I did all sorts of essentially innocent and innocuous things - things like buying a hamburger or candy bar on the way home, or blowing off some stress by going to a movie when I should have been in a class- and then I'd feel like I needed to hide all the evidence simply because I didn't want to deal with the potential argument I thought I might have with my wife over the hamburger or candy bar or the movie.

"Why did you spend money we don't have?"

"Didn't you stop to think I might have wanted to go to a movie, too?"

"Don't you want to do things with me? You don't love me?"

These are the sorts of things that went through my mind, the things I imagined my wife would say had I been honest and told her what I'd done. They were, for the most part, fabrications of my own mind, and had no real basis in reality.

I know now, had I simply been honest there'd have been no argument - or at least not like the one I imagined we'd have! My dishonesty in little things was one (of many) factor that led to the demise of my first marriage.  My wife, when she found out about the small lies, began to feel like she couldn't trust me.

What worse, it was true.  She couldn't trust me.  Much as I might have protested (and believe me, I did), the evidence she saw told her she couldn't trust me.

I knew in my heart that I was not going to cheat or do anything horrible like that, but the bottom line was this: If I lie in the little things, why should I be trusted in the big things?

And we wink at the Scope commercial and say, "how cute!".  Meanwhile, he's harboring a lie, and there's a ticking time-bomb simmering in their relationship.  It may be a small lie, but, as the old adage goes, "what a tangled web we weave when first we practice to deceive".
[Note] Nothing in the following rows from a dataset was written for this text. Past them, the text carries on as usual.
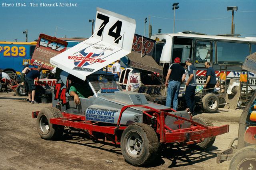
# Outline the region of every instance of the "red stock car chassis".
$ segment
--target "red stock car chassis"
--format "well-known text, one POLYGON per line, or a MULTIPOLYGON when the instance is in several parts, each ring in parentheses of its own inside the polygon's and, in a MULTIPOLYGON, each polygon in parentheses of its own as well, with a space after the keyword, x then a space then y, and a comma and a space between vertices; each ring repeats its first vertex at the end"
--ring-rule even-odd
POLYGON ((57 68, 56 75, 54 107, 32 114, 44 139, 78 130, 93 140, 120 144, 127 162, 142 166, 152 162, 160 146, 194 144, 205 149, 229 130, 228 125, 215 127, 186 111, 148 101, 143 94, 123 91, 112 74, 98 71, 82 81, 57 68), (88 95, 79 97, 78 105, 68 93, 78 85, 88 95))
POLYGON ((168 113, 174 111, 172 109, 158 110, 141 105, 127 105, 122 108, 115 125, 87 121, 84 116, 62 113, 54 107, 45 108, 40 112, 34 112, 32 117, 38 118, 38 130, 42 131, 39 134, 43 138, 50 140, 59 137, 64 127, 80 129, 93 140, 120 144, 124 159, 134 166, 149 163, 155 158, 161 144, 197 144, 202 148, 206 148, 213 144, 216 136, 229 131, 229 125, 208 126, 212 124, 207 123, 203 118, 190 117, 188 119, 168 113), (128 126, 121 125, 124 112, 128 108, 136 107, 146 110, 142 111, 143 122, 128 126), (176 120, 173 123, 180 128, 174 130, 167 126, 167 116, 176 120), (202 119, 205 121, 202 121, 202 119), (190 123, 190 127, 181 128, 181 125, 185 122, 190 123))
I encourage you, my brothers especially who might read this - look around your world and your life and see the brokenness and dysfunctionality of this world for what it is - it's not cute, it's not funny, and it's not good.

Honesty and integrity are important.  They are Godly attributes we need to hold onto and cherish.  Honesty in our relationships, especially with our spouses, is tantamount and must be a centerpiece of our lives.

Trust is built over a long period by small steps, as we prove our trustworthiness to one another.  Trust can be destroyed by one small misstep along the way.

I'm not saying we can be nor should we be expected to be perfect people, but we do need to look around our lives and see how we let the kingdom of the world define how we behave, and instead do our best to lives defined by the Kingdom of God.

Romans 13:11-14 says,
"This is all the more urgent, for you know how late it is; time is running out. Wake up, for our salvation is nearer now than when we first believed. The night is almost gone; the day of salvation will soon be here
"So remove your dark deeds like dirty clothes, and put on the shining armor of right living. Because we belong to the day, we must live decent lives for all to see. Don’t participate in the darkness of wild parties and drunkenness, or in sexual promiscuity and immoral living, or in quarreling and jealousy. Instead, clothe yourself with the presence of the Lord Jesus Christ. And don’t let yourself think about ways to indulge your evil desires."

Begin to see the world through Kingdom eyes. Only then can we begin to change our world for God.